I had a requirement to use CSS modules with serverside rendering, it took me a while to figure out so I thought I'd write the process down.
In order to set css modules, we need babel to turn our generic classnames (.container
) into localised class names like this .style__container___fK43b
. There is a module called babel plugin css modules transform to help us with this task.
npm install -D babel-plugin-css-modules-transform
You can set this module up in your .babelrc
file by adding it to the plugins
array.
{
"plugins": [
["css-modules-transform"]: {
"generateScopedName": "[name]__[local]___[hash:base64:5]
}
]
}
I've added this to my .babelrc plugins array, and I've added a custom generateScopedName
attribute which will add the filename, the local classname and a hash of the contents to create the new localised classname.
You can specify extensions that it should look out for, .css
is the obvious one but what if you want to use a preprocesser like SCSS or Stylus?
I'll show you how to set up the config to preprocess Stylus files so they can be used by the CSS modules transform.
{
"plugins": [
[["css-modules-transform", {
"generateScopedName": "[name]__[local]___[hash:base64:5]",
"extensions": [".styl"],
"preprocessCss": "./stylus-require-hook.js",
"context": process.cwd()
}]
],
"ignore": ["./stylus-require-hook.js"]
}
IMPORTANT - Set your context
to whatever your webpack context
is set to so that babel can generate the exact same classnames as webpack.
I've added .styl
to the extensions
attribute so it knows to look for my stylus files. And I've added a preprocessCss
attribute which points to a file I've called stylus-require-hook.js
. I've also added this file to the ignore list of babel because I don't want to babel it.

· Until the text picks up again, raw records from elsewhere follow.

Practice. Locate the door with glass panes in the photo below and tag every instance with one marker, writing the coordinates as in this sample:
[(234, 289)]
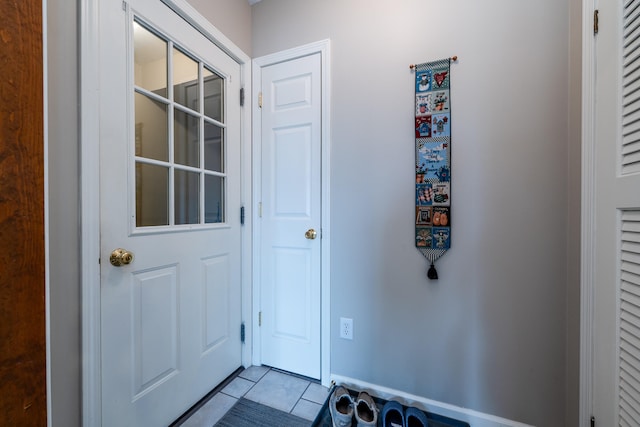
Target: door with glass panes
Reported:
[(170, 224)]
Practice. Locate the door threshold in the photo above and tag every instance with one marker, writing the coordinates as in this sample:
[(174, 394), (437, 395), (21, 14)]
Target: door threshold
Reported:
[(182, 418)]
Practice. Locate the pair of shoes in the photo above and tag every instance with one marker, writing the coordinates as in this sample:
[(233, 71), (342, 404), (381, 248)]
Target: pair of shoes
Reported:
[(342, 408), (393, 415)]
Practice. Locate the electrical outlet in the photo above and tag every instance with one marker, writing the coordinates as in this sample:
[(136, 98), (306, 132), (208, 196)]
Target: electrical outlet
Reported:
[(346, 328)]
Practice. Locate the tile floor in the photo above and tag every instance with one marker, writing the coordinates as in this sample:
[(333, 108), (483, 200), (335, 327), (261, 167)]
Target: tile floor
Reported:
[(267, 386)]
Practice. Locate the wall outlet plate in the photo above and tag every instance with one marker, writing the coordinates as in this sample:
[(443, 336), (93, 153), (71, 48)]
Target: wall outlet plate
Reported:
[(346, 328)]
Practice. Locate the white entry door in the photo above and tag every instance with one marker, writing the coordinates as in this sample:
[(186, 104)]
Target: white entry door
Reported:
[(616, 346), (291, 239), (170, 196)]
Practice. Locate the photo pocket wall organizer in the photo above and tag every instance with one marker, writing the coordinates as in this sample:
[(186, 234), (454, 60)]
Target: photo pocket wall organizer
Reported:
[(433, 159)]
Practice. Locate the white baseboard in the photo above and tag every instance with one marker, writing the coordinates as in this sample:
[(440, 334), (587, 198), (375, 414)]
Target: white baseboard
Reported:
[(474, 418)]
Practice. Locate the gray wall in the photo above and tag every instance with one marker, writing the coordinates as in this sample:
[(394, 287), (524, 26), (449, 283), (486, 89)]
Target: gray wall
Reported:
[(232, 17), (64, 271), (497, 332)]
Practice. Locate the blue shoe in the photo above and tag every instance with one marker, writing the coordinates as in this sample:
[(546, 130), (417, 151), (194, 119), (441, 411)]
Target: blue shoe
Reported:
[(341, 407), (414, 417), (366, 410), (392, 414)]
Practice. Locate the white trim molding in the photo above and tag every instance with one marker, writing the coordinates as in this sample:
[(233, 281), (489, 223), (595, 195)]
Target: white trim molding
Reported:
[(90, 211), (474, 418), (588, 209), (322, 47)]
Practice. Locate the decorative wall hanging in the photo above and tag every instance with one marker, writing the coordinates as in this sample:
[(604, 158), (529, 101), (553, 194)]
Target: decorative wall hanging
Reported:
[(433, 159)]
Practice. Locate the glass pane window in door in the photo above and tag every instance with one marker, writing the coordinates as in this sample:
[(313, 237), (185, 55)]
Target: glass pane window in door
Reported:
[(152, 195), (186, 139), (150, 60), (213, 147), (213, 95), (151, 128), (214, 198), (187, 197), (185, 80)]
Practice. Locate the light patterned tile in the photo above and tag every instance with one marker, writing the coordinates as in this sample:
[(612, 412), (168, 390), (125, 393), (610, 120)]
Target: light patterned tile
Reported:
[(238, 387), (316, 393), (211, 412), (278, 391), (254, 373), (306, 409)]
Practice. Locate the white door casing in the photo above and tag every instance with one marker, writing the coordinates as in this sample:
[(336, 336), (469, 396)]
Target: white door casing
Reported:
[(170, 321), (610, 363), (291, 139)]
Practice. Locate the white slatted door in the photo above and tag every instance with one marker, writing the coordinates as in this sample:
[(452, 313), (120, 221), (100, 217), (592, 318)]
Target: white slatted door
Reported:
[(291, 195), (616, 354), (170, 194)]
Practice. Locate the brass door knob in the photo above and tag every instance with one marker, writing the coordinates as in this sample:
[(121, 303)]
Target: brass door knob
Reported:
[(120, 257)]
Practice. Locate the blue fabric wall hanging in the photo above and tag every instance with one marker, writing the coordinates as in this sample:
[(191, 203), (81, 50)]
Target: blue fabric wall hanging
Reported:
[(433, 159)]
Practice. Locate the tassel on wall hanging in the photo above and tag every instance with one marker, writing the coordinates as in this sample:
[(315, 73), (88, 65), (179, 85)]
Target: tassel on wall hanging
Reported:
[(433, 159)]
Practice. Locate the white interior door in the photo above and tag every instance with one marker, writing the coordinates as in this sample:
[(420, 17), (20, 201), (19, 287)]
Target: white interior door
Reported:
[(290, 232), (616, 350), (170, 195)]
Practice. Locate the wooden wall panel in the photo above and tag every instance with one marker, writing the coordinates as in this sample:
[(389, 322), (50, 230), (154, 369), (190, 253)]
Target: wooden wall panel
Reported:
[(22, 259)]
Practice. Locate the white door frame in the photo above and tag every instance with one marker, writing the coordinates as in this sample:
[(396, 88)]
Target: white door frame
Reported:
[(323, 48), (588, 210), (90, 191)]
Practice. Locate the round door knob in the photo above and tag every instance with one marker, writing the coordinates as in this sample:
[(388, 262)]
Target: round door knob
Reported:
[(120, 257)]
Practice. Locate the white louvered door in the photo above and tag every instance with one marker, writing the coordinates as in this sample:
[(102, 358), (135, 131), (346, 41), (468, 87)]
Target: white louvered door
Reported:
[(616, 352)]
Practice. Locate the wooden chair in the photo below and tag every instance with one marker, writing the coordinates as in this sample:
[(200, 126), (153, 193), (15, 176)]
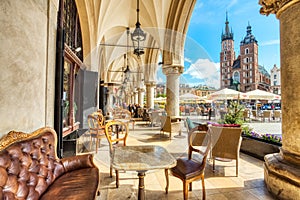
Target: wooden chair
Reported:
[(168, 126), (96, 128), (226, 143), (116, 132), (154, 118), (277, 114), (246, 115), (192, 168)]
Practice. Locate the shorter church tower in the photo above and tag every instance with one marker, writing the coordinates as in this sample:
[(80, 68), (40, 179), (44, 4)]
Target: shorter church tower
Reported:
[(227, 55)]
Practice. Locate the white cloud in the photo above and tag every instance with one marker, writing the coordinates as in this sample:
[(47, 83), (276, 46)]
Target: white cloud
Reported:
[(205, 70), (187, 60), (270, 42), (232, 3)]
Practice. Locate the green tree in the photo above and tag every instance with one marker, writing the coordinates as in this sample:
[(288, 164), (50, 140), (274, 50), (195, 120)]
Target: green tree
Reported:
[(234, 113)]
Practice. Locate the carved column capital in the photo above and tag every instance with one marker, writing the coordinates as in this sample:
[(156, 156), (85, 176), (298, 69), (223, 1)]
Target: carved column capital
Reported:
[(173, 69), (150, 84), (275, 6)]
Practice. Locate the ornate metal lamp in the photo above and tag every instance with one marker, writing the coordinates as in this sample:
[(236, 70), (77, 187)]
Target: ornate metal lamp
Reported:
[(138, 36)]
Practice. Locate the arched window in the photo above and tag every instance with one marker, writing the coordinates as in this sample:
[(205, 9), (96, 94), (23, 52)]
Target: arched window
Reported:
[(246, 51), (236, 76)]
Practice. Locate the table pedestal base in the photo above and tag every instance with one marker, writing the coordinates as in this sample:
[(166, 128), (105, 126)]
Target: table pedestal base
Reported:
[(141, 192)]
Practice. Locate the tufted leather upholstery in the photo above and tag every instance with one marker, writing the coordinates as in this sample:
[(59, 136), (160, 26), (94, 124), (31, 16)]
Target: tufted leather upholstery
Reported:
[(29, 166)]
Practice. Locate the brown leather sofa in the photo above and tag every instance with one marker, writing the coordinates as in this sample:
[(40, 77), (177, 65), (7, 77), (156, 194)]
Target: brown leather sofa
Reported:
[(30, 169)]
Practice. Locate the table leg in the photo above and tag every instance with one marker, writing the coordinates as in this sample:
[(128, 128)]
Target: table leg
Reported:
[(141, 192)]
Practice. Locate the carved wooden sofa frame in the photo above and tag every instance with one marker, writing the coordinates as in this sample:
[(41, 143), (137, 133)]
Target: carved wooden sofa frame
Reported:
[(30, 169)]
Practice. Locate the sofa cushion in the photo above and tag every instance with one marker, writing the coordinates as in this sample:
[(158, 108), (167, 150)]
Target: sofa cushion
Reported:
[(77, 184)]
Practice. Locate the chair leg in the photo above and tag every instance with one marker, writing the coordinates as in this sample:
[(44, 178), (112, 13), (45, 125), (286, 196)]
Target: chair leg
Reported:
[(185, 190), (203, 187), (96, 144), (117, 179), (110, 171), (237, 167), (167, 180)]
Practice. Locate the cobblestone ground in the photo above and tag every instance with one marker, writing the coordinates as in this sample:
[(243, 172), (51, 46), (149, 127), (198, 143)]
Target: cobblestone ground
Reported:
[(272, 127), (267, 127)]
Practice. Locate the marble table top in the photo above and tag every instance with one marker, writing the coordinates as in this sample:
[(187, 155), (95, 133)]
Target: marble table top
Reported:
[(142, 158)]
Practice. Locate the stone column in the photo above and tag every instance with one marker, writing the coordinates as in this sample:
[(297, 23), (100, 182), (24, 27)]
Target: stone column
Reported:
[(172, 103), (141, 93), (132, 98), (282, 175), (110, 102), (150, 94), (136, 97)]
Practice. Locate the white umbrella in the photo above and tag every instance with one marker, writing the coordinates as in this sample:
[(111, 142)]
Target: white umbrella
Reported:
[(226, 94), (189, 96), (262, 95)]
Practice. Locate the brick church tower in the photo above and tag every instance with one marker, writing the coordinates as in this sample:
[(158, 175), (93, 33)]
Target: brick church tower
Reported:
[(242, 73), (227, 55), (249, 77)]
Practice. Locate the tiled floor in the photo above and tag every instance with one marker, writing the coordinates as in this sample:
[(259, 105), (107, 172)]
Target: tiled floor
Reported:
[(221, 184)]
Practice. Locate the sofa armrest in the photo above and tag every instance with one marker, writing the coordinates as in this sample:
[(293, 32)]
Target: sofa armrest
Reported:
[(78, 162)]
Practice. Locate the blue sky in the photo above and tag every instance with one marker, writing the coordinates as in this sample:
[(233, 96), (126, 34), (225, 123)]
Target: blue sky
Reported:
[(202, 48)]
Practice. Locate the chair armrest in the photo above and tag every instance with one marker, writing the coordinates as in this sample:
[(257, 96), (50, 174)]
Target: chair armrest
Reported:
[(78, 162)]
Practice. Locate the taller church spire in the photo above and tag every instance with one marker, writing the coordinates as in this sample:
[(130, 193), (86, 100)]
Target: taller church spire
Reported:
[(228, 35)]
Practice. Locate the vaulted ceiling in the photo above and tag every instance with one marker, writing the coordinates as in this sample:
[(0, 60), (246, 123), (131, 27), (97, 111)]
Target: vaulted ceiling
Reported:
[(105, 41)]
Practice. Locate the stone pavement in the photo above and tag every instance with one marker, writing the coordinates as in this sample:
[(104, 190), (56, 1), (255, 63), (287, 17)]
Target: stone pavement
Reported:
[(273, 127)]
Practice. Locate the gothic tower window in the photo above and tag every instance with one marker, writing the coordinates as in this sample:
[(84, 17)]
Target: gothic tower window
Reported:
[(236, 76)]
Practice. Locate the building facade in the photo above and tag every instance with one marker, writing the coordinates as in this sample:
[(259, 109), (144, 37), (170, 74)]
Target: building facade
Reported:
[(242, 73), (275, 80)]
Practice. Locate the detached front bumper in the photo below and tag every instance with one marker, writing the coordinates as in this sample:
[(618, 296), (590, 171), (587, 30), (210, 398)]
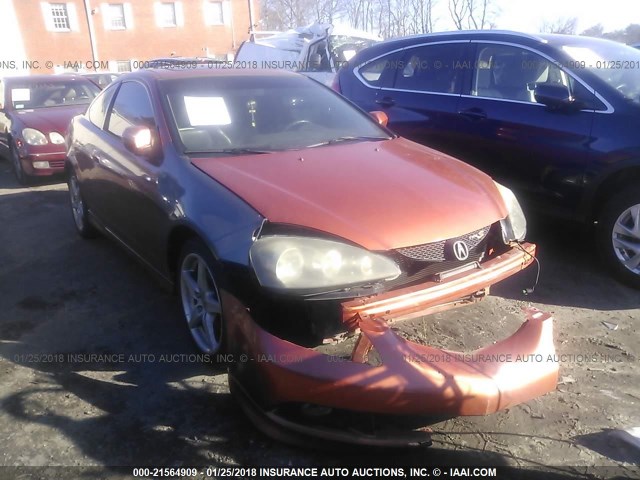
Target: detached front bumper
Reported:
[(411, 379), (43, 163)]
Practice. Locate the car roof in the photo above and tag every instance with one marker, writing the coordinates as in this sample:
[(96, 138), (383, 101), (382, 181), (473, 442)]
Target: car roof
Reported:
[(209, 71), (43, 78), (531, 39)]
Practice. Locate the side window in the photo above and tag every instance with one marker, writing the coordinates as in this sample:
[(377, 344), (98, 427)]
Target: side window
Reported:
[(432, 68), (132, 107), (512, 73), (381, 72), (97, 111)]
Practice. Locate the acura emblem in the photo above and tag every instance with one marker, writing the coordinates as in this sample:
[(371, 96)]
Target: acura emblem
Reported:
[(461, 250)]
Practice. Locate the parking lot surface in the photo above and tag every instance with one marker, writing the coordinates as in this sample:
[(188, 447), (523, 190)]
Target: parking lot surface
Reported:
[(97, 368)]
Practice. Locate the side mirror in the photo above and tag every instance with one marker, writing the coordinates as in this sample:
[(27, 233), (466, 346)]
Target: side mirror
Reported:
[(315, 60), (139, 140), (553, 96), (380, 117)]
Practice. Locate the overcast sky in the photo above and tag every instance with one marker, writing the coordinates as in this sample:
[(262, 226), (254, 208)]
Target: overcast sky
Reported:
[(529, 15)]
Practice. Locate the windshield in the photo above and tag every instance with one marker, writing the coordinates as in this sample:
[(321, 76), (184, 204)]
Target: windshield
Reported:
[(245, 114), (52, 93), (616, 64)]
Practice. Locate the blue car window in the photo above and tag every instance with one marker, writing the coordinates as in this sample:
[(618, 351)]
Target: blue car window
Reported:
[(431, 68), (132, 107), (512, 73), (381, 72)]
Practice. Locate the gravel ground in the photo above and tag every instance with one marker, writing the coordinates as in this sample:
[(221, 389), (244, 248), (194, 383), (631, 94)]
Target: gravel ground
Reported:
[(63, 299)]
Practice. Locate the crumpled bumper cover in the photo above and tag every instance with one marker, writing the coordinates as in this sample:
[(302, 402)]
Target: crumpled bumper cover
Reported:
[(411, 379)]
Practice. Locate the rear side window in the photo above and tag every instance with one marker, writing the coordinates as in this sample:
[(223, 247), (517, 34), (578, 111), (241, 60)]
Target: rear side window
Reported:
[(432, 68), (97, 112), (132, 107), (381, 72)]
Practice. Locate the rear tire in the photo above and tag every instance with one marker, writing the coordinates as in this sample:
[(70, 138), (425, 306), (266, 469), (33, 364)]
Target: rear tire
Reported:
[(619, 236), (79, 209), (21, 176)]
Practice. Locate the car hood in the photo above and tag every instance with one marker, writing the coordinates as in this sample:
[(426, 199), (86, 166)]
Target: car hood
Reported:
[(50, 119), (380, 195)]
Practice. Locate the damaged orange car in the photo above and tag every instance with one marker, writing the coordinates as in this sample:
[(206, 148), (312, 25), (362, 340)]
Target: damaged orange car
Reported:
[(289, 220)]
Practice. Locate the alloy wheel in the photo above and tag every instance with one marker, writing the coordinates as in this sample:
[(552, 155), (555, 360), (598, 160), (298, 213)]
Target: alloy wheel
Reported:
[(201, 303), (626, 238)]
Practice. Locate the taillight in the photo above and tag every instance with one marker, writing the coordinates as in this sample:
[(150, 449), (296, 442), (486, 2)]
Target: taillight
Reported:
[(335, 84)]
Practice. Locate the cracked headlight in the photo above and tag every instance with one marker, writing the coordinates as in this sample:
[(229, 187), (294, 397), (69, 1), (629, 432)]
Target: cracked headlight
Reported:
[(34, 137), (305, 263), (514, 227)]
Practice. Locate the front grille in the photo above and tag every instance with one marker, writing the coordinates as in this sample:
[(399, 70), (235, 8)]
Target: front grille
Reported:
[(56, 163), (436, 251), (422, 262)]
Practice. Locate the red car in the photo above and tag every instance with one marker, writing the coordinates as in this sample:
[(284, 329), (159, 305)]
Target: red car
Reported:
[(287, 220), (35, 112)]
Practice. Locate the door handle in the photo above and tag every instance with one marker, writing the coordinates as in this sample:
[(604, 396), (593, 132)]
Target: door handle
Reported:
[(474, 114), (386, 102)]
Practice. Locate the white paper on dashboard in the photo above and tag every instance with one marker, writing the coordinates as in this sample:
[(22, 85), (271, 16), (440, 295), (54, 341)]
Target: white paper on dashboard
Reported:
[(207, 111)]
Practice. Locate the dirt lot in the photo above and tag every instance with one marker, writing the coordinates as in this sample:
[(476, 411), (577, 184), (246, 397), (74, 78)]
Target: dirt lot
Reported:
[(62, 299)]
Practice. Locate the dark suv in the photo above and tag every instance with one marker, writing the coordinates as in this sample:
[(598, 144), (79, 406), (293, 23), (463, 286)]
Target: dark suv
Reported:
[(554, 117)]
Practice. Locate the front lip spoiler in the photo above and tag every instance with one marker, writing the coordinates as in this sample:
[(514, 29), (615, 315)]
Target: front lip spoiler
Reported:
[(412, 379)]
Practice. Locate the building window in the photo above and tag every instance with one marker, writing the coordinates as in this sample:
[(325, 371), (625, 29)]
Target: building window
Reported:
[(215, 13), (60, 16), (167, 14), (116, 14)]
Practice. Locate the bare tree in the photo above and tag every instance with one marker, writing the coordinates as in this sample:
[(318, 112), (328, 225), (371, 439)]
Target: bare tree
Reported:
[(561, 25), (594, 31), (458, 12), (471, 14)]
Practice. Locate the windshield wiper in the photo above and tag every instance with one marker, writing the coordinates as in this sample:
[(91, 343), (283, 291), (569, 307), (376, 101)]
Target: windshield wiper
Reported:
[(349, 138), (230, 151)]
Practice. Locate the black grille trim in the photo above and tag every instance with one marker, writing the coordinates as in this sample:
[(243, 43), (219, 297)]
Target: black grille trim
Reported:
[(435, 252)]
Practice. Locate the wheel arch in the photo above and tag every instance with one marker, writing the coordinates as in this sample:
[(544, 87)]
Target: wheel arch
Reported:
[(614, 183), (178, 236)]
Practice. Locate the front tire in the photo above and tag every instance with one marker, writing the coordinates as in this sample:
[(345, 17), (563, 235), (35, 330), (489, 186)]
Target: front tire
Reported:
[(200, 297), (79, 209), (619, 236)]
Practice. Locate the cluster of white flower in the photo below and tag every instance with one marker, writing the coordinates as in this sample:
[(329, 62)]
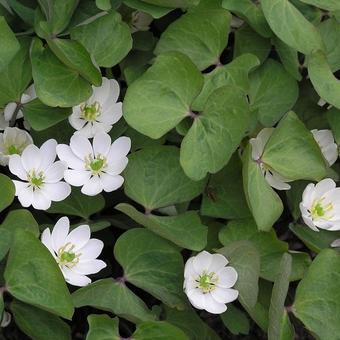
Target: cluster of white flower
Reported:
[(324, 138), (95, 166)]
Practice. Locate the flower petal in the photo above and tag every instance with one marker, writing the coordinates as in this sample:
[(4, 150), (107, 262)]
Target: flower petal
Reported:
[(60, 232), (79, 236), (101, 144), (65, 154), (227, 277)]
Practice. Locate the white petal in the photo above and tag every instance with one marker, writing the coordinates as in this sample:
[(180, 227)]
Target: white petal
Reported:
[(117, 167), (212, 306), (77, 178), (31, 158), (227, 277), (48, 153), (25, 196), (101, 144), (92, 249), (75, 279), (79, 236), (16, 167), (39, 200), (88, 267), (92, 187), (81, 146), (202, 261), (65, 154), (110, 183), (47, 240), (224, 295), (55, 172), (218, 262), (60, 232)]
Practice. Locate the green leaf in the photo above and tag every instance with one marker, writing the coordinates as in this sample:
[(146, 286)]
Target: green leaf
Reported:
[(16, 76), (248, 41), (152, 264), (269, 247), (224, 196), (289, 58), (41, 116), (201, 35), (314, 241), (58, 14), (277, 308), (236, 321), (153, 173), (272, 93), (56, 84), (216, 133), (74, 55), (78, 204), (102, 327), (191, 324), (33, 276), (317, 299), (244, 257), (234, 73), (157, 101), (158, 330), (155, 11), (38, 324), (325, 83), (107, 38), (263, 201), (330, 5), (286, 20), (7, 192), (330, 30), (251, 13), (185, 230), (115, 297), (293, 152), (173, 3), (9, 44)]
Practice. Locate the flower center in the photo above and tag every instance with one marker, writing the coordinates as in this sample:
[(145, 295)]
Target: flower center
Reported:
[(13, 150), (90, 112), (67, 257), (36, 179), (96, 165), (319, 209), (207, 282)]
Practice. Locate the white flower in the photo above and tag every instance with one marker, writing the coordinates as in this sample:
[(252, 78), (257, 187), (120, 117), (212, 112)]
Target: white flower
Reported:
[(26, 97), (208, 282), (13, 141), (328, 147), (95, 167), (320, 206), (258, 144), (75, 252), (140, 21), (99, 112), (41, 176)]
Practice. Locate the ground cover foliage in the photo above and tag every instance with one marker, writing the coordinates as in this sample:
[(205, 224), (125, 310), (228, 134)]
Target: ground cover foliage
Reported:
[(230, 120)]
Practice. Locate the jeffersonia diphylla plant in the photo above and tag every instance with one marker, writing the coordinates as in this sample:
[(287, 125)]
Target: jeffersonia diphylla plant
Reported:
[(169, 167)]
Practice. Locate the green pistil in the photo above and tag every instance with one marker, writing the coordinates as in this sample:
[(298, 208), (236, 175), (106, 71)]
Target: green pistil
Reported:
[(207, 282), (96, 165), (90, 112), (13, 150)]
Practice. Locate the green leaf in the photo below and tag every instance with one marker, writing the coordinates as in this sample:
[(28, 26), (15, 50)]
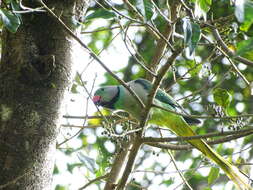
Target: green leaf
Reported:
[(244, 13), (101, 13), (56, 170), (146, 8), (10, 20), (213, 175), (60, 187), (187, 28), (149, 9), (73, 89), (244, 46), (192, 34), (195, 37), (194, 67), (202, 7), (88, 162), (70, 167), (222, 97)]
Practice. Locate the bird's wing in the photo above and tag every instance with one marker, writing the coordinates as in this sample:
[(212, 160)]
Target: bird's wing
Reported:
[(160, 95)]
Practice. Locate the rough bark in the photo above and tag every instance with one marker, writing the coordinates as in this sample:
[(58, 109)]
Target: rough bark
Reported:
[(34, 72)]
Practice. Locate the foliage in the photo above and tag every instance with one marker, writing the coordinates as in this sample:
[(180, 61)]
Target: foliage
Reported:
[(202, 79)]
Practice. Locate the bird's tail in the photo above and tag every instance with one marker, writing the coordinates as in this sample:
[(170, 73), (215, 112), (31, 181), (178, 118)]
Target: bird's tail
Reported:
[(239, 179), (179, 126)]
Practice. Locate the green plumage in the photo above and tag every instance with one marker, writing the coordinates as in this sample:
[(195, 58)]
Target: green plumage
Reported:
[(119, 98)]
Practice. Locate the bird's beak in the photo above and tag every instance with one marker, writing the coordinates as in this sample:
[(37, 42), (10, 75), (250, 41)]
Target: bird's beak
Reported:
[(96, 100)]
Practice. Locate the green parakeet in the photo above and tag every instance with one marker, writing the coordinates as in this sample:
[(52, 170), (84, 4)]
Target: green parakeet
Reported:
[(119, 98)]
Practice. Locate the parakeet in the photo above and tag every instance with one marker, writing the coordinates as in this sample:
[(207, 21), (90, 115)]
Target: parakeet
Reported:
[(119, 98)]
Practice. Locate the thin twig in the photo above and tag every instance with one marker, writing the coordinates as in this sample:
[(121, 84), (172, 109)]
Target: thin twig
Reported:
[(205, 136), (93, 181)]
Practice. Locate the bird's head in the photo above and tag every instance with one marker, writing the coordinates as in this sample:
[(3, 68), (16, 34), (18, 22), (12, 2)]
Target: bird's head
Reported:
[(106, 96)]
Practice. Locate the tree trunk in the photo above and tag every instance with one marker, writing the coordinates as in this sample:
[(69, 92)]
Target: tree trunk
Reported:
[(34, 72)]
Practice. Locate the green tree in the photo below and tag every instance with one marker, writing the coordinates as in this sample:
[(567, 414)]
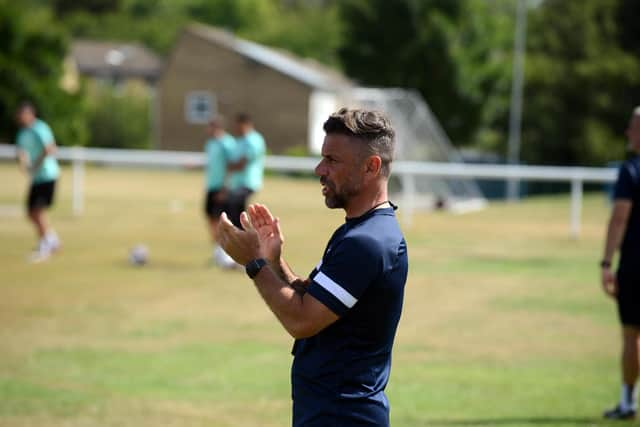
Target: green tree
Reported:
[(406, 43), (119, 119), (582, 81), (32, 51)]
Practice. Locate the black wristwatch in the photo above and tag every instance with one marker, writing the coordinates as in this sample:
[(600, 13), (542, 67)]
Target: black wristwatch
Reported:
[(254, 266)]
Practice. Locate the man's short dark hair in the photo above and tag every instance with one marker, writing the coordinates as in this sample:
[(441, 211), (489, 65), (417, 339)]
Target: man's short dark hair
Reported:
[(243, 118), (217, 121), (369, 126), (26, 105)]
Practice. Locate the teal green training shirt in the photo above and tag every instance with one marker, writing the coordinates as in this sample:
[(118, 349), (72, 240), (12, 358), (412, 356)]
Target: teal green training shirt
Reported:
[(32, 140), (219, 152), (252, 147)]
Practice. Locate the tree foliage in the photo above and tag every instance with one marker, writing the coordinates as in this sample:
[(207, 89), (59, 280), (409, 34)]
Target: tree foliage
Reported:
[(32, 51), (582, 64), (582, 82)]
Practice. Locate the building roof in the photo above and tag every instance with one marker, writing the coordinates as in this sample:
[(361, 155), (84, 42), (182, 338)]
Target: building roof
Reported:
[(305, 71), (115, 59)]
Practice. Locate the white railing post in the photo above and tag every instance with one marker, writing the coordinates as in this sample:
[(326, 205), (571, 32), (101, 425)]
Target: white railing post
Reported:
[(576, 206), (408, 197), (77, 191)]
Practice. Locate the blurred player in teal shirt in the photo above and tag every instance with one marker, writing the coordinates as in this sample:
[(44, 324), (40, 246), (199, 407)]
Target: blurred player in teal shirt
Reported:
[(36, 147), (219, 150), (248, 168)]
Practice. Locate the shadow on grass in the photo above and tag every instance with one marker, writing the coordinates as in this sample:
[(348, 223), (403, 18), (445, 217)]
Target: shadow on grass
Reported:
[(528, 421)]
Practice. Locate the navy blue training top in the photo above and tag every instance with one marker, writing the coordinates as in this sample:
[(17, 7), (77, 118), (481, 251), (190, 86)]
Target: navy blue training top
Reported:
[(628, 187), (339, 375)]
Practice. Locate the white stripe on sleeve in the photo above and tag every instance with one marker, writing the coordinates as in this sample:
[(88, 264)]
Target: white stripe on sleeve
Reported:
[(334, 289)]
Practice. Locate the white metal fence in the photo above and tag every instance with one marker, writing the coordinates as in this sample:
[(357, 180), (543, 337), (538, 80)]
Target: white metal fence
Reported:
[(406, 170)]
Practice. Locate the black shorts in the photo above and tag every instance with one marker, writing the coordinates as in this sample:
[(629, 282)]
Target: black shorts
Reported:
[(238, 203), (41, 195), (629, 298), (213, 208)]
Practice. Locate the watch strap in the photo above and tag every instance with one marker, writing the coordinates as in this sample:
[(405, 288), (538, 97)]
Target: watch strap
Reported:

The stylus require hook is needed to preprocess the Stylus into CSS so it can be used by the CSS modules transform. Its a simple hook which takes raw stylus code and uses the stylus
module to convert it to css.
/* stylus-require-hook.js */
const stylus = require("stylus");
module.exports = (styl, filename) =>
stylus(styl).set("filename", filename).render();
That's it, you're now set up for babel to process your css classnames into localised css classnames allowing you to use CSS modules in your project. On the client side, if you're using Webpack, you can set up the css-loader
to hash the classnames in the same way so the browser can then pick up your css module on the client side and use it.